In the Philippine capital of Manila, a historic article titled “The Man Who Preaches Love,” was printed in Express magazine on April 24, 1975. It focused on God’s end-time type of Elijah and the gospel message he delivered to the world as a witness of the coming Kingdom of God.
The piece, written by P.A. Zapata, was reprinted in the June 9 edition of the Worldwide News. However, most in God’s Church today have either forgotten or never read this inspirational review of the impact of God’s Philadelphia era apostle who reached more world leaders with his good news than any other man alive. As such, we are pleased to reproduce it once more for our readers:
Dr. Hebert W. Armstrong, a world famous lecturer and educator, has always been on the go. He travels from one continent to another lecturing and preaching love among people in the hope that peace and fine feelings would reign everywhere. The black events in Vietnam, the Middle East and Cambodia have deeply pained him. “My heart bleeds for the countless people being killed there. I believe that all this could be prevented from happening if there was enough love and peace among us,” Armstrong said.
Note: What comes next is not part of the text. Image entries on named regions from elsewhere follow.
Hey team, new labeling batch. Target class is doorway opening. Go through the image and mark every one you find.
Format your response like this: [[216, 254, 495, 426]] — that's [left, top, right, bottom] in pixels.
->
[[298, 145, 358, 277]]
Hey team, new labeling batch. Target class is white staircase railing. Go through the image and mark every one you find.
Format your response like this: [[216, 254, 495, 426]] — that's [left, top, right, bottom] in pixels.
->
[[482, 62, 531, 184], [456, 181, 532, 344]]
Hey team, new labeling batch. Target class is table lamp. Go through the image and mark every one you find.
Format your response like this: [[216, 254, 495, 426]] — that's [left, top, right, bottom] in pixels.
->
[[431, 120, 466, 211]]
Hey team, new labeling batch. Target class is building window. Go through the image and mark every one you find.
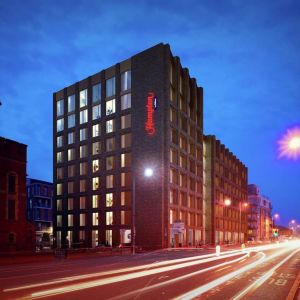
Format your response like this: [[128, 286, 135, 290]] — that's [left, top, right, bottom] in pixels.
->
[[79, 109, 88, 124], [56, 99, 64, 117], [79, 89, 87, 108], [106, 137, 116, 152], [121, 114, 131, 129], [121, 70, 131, 92], [106, 211, 114, 225], [92, 213, 99, 226], [106, 77, 116, 97], [93, 124, 100, 137], [93, 104, 101, 120], [121, 133, 131, 148], [105, 193, 114, 207], [68, 95, 75, 112], [68, 132, 74, 145], [56, 119, 64, 132], [106, 99, 116, 116], [121, 93, 131, 110], [93, 83, 101, 103], [106, 156, 115, 170], [106, 175, 114, 189], [79, 128, 88, 141], [106, 119, 115, 133]]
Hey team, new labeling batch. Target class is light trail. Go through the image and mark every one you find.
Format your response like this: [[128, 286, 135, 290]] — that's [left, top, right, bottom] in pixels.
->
[[26, 253, 247, 298]]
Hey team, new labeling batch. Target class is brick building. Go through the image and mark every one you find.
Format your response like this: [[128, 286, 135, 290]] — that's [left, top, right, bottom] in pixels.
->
[[203, 135, 248, 244], [0, 137, 35, 252], [53, 44, 203, 248]]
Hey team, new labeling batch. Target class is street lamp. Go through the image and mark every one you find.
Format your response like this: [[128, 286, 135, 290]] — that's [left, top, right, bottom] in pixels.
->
[[131, 168, 153, 255]]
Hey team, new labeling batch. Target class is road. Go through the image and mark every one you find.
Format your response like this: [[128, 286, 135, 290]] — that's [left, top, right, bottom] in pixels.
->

In retrospect, he added, “Men come up with some ideas on how to stop the war through ‘negotiations,’ but as you know this has proved to be of minimal success. Things haven’t gotten any better with time. And simply because the root of the conflict has not been resolved. There’s just too much hate and greed among us, and this is the unpleasant fact to face up to.”
“Would it prevent anything if people did not hate each other and were none too greedy?
“Of course, it would!” Dr. Armstrong remarked. “You can’t cure violence with violence but you can cure violence with peace, and love and understanding.
“People ought to help one another, not trying to mutilate one another, or, to say the least, not try to manipulate each other to one’s advantage. Help people; why hurt them? The thirst for personal power and self-aggrandizement are also some of the things that make the world go wrong. Why can’t we devote part of our time to thinking about the less fortunate ones, and lend them aid if we can, and stop thinking about making money all the time, about enriching ourselves?”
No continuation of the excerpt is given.